While I express no opinion on whether or not the University's
support of Iron Arrow did violate federal law, it is clear to me
that Iron Arrow is entitled to have the question decided, and that,
if Iron Arrow prevails, it would then be entitled to request that
the University make a fresh examination of the policy question
unhampered by the threat of the termination of federal funding. If
it took six years for that threat to produce the 1982 decision, it
is not fanciful to suggest that the University values its
relationship with Iron Arrow sufficiently that it would consider
reversing its decision if the threat were removed. In short, Iron
Arrow continues to have a legally cognizable stake in the outcome
of this case.
I respectfully dissent.
[
Footnote 2/1]
The Court continues to follow this test for mootness.
See,
e.g., Murphy v. Hunt, 455 U. S. 478,
455 U. S. 481
(1982) (per curiam);
United States Parole Comm'n v.
Geraghty, 445 U. S. 388,
445 U. S. 396
(1980).
[
Footnote 2/2]
In taking this action, the Court does something that none of the
parties ask it to do. The Government does not contend that the
question of mootness is so clear that dismissal at this juncture
would be appropriate; all it requests is that the Court remand the
case to the District Court for a hearing on the question of
mootness.
See Brief for Federal Respondents 15-16, 18.
[
Footnote 2/3]
While I need not, and do not, question the sincerity of the
University's change of heart, it appears that petitioners do
question it. The existence of a factual dispute on this point is
presumably why the Government does not request that the Court
simply order the case dismissed as moot, but rather that it remand
the case for an evidentiary hearing. Nevertheless, the Court,
without explanation, declines to follow this suggestion.
[
Footnote 2/4]
See City of Mesquite v. Aladdin's Castle, Inc.,
455 U. S. 283,
455 U. S. 289
(1982);
Allee v. Medrano, 416 U.
S. 802,
416 U. S.
810-811 (1974);
DeFunis v. Odegaard,
416 U. S. 312,
416 U. S. 318
(1974) (per curiam);
United States v. Phosphate Export Assn.,
Inc., 393 U. S. 199,
393 U. S. 203
(1968);
Gray v. Sanders, 372 U. S. 368,
372 U. S.
375-376 (1963);
United States v. W. T. Grant
Co., 345 U. S. 629,
345 U. S. 632
(1953);
Walling v. Helmerich & Payne, 323 U. S.
37,
323 U. S. 42-43
(1944);
United States v. Trans-Missouri Freight Assn.,
166 U. S. 290,
166 U. S.
309-310 (1897).
See also Los Angeles v. Lyons,
461 U. S. 95,
461 U. S.
100-101 (1983).
[
Footnote 2/5]
No finding of fact has been made that this is not the case, and
the Court does not purport to make such a finding.
[
Footnote 2/6]
See also Reeves, Inc. v. Stake, 447 U.
S. 429,
447 U. S. 434,
n. 7 (1980).
[
Footnote 2/7]
The Court attempts to distinguish these cases by arguing that
they only apply to defendants to lawsuits, and not to
nondefendants.
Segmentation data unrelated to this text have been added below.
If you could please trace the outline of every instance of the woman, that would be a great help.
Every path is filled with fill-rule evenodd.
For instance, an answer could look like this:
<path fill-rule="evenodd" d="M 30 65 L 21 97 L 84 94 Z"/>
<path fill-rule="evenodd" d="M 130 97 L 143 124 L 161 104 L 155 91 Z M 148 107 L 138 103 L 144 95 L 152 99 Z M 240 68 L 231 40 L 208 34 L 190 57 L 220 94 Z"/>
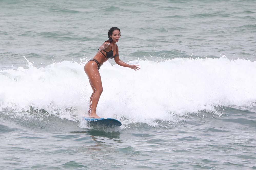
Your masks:
<path fill-rule="evenodd" d="M 99 51 L 84 66 L 84 71 L 88 76 L 93 92 L 90 98 L 90 105 L 88 111 L 89 116 L 95 118 L 100 118 L 96 114 L 96 109 L 100 97 L 103 90 L 101 78 L 99 72 L 100 67 L 109 58 L 114 58 L 117 64 L 123 67 L 129 67 L 135 71 L 139 70 L 140 66 L 130 65 L 121 61 L 119 58 L 118 47 L 116 43 L 121 36 L 120 30 L 112 27 L 109 31 L 109 39 L 99 48 Z"/>

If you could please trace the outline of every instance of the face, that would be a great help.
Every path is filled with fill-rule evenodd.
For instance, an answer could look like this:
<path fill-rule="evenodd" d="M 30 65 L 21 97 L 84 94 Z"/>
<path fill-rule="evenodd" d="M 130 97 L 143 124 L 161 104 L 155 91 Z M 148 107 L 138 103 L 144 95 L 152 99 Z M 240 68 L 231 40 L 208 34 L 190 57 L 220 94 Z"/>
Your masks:
<path fill-rule="evenodd" d="M 113 41 L 116 42 L 119 40 L 120 38 L 120 32 L 119 30 L 115 30 L 113 31 L 113 33 L 112 35 L 110 35 L 110 37 L 112 38 Z"/>

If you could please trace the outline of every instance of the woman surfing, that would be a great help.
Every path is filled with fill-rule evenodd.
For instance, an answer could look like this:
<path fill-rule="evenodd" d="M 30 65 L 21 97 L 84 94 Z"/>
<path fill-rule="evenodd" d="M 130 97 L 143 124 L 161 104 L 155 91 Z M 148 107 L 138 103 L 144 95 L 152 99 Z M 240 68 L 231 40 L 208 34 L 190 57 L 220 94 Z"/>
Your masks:
<path fill-rule="evenodd" d="M 99 48 L 99 51 L 84 66 L 84 71 L 89 79 L 93 92 L 90 98 L 88 113 L 91 117 L 100 117 L 96 113 L 96 109 L 100 97 L 103 91 L 101 78 L 99 70 L 104 62 L 110 58 L 114 58 L 118 65 L 134 69 L 136 71 L 140 66 L 130 65 L 121 60 L 118 53 L 118 47 L 116 44 L 121 37 L 121 31 L 117 27 L 112 27 L 108 33 L 109 40 L 106 41 Z"/>

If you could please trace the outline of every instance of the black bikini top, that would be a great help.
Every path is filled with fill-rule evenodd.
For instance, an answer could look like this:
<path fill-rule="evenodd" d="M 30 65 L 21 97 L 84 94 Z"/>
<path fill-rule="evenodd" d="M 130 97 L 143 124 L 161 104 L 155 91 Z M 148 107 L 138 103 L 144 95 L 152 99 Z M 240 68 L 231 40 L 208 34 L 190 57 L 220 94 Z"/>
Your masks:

Putting aside the fact that the University is not
only a defendant, but also an indispensable party, in this lawsuit,
the Court itself seems to recognize that the principles regarding
voluntary cessation apply where the cessation of activity is by a
third party, and not a defendant.
Ante at
464 U. S. 72
(citing
St. Paul Fire & Marine Insurance Co. v. Barry,
438 U. S. 531,
438 U. S.
537-538 (1978)).
See also Phosphate Export Assn.,
supra, at
393 U. S.
202-204. Moreover, the reason that the doctrine is
normally applied to defendants in lawsuits is that, when a
defendant ceases its activity, it does so under the threat of a
coercive sanction. In this case, the University did just that.